News (2021-04): Our degradation model for face image enhancement: https://github.com/vvictoryuki/BSRGAN_implementation

Training

Download KAIR: git clone https://github.com/cszn/KAIR.git
Put your training high-quality images into trainsets/trainH or set "dataroot_H": "trainsets/trainH"

Train BSRNet

Modify train_bsrgan_x4_psnr.json e.g., "gpu_ids": [0], "dataloader_batch_size": 4
Training with DataParallel

python main_train_psnr.py --opt options/train_bsrgan_x4_psnr.json

Training with DistributedDataParallel - 4 GPUs

python -m torch.distributed.launch --nproc_per_node=4 --master_port=1234 main_train_psnr.py --opt options/train_bsrgan_x4_psnr.json  --dist True

Train BSRGAN
1. Put BSRNet model (e.g., '400000_G.pth') into superresolution/bsrgan_x4_gan/models
2. Modify train_bsrgan_x4_gan.json e.g., "gpu_ids": [0], "dataloader_batch_size": 4
3. Training with DataParallel
```
python main_train_gan.py --opt options/train_bsrgan_x4_gan.json
```
1. Training with DistributedDataParallel - 4 GPUs
```
python -m torch.distributed.launch --nproc_per_node=4 --master_port=1234 main_train_gan.py --opt options/train_bsrgan_x4_gan.json  --dist True
```
Test BSRGAN model 'xxxxxx_E.pth' by modified main_test_bsrgan.py
1. 'xxxxxx_E.pth' is more stable than 'xxxxxx_G.pth'

✨ Some visual examples: oldphoto2; butterfly; comic; oldphoto3; oldphoto6; comic_01; comic_03; comic_04

Testing code
Main idea
Comparison
More visual results on RealSRSet dataset
Visual results on DPED dataset
Citation
Acknowledgments

Testing code

main_test_bsrgan.py
model_zoo (Download the following models from Google drive or 腾讯微云).
- Proposed:
  - BSRGAN.pth [Google drive] [腾讯微云] 🌱
  - BSRNet.pth [Google drive] [腾讯微云] 🌱
- Compared methods:
  - RRDB.pth ---> original link
  - ESRGAN.pth ---> original link
  - FSSR_DPED.pth ---> original link
  - FSSR_DPED.pth ---> original link
  - RealSR_DPED.pth ---> original link
  - RealSR_JPEG.pth ---> original link

Main idea

Design a new degradation model to synthesize LR images for training:

1) Make the blur, downsampling and noise more practical
- Blur: two convolutions with isotropic and anisotropic Gaussian kernels from both the HR space and LR space
- Downsampling: nearest, bilinear, bicubic, down-up-sampling
- Noise: Gaussian noise, JPEG compression noise, processed camera sensor noise
2) Degradation shuffle: instead of using the commonly-used blur/downsampling/noise-addition pipeline, we perform randomly shuffled degradations to synthesize LR images

Some notes on the proposed degradation model:

The degradation model is mainly designed to synthesize degraded LR images.
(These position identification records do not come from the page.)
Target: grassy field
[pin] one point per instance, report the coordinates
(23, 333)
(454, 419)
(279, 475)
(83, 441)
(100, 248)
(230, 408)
Its most direct application is to train a deep blind super-resolver with paired LR/HR images. In particular, the degradation model can be performed on a large dataset of HR images to produce unlimited perfectly aligned training images, which typically do not suffer from the limited data issue of laboriously collected paired data and the misalignment issue of unpaired training data.
The degradation model tends to be unsuited to model a degraded LR image as it involves too many degradation parameters and also adopts a random shuffle strategy.
The degradation model can produce some degradation cases that rarely happen in real-world scenarios, while this can still be expected to improve the generalization ability of the trained deep blind super-resolver.
A DNN with large capacity has the ability to handle different degradations via a single model. This has been validated multiple times. For example, DnCNN is able to handle SISR with different scale factors, JPEG compression deblocking with different quality factors and denoising for a wide range of noise levels, while still having a performance comparable to VDSR for SISR. It is worth noting that even when the super-resolver reduces the performance for unrealistic bicubic downsampling, it is still a preferred choice for real SISR.
One can conveniently modify the degradation model by changing the degradation parameter settings and adding more reasonable degradation types to improve the practicability for a certain application.

Comparison

These no-reference IQA metrics, i.e., NIQE, NRQM and PI, do not always match perceptual visual quality [1] and the IQA metric should be updated with new SISR methods [2]. We further argue that the IQA metric for SISR should also be updated with new image degradation types, which we leave for future work.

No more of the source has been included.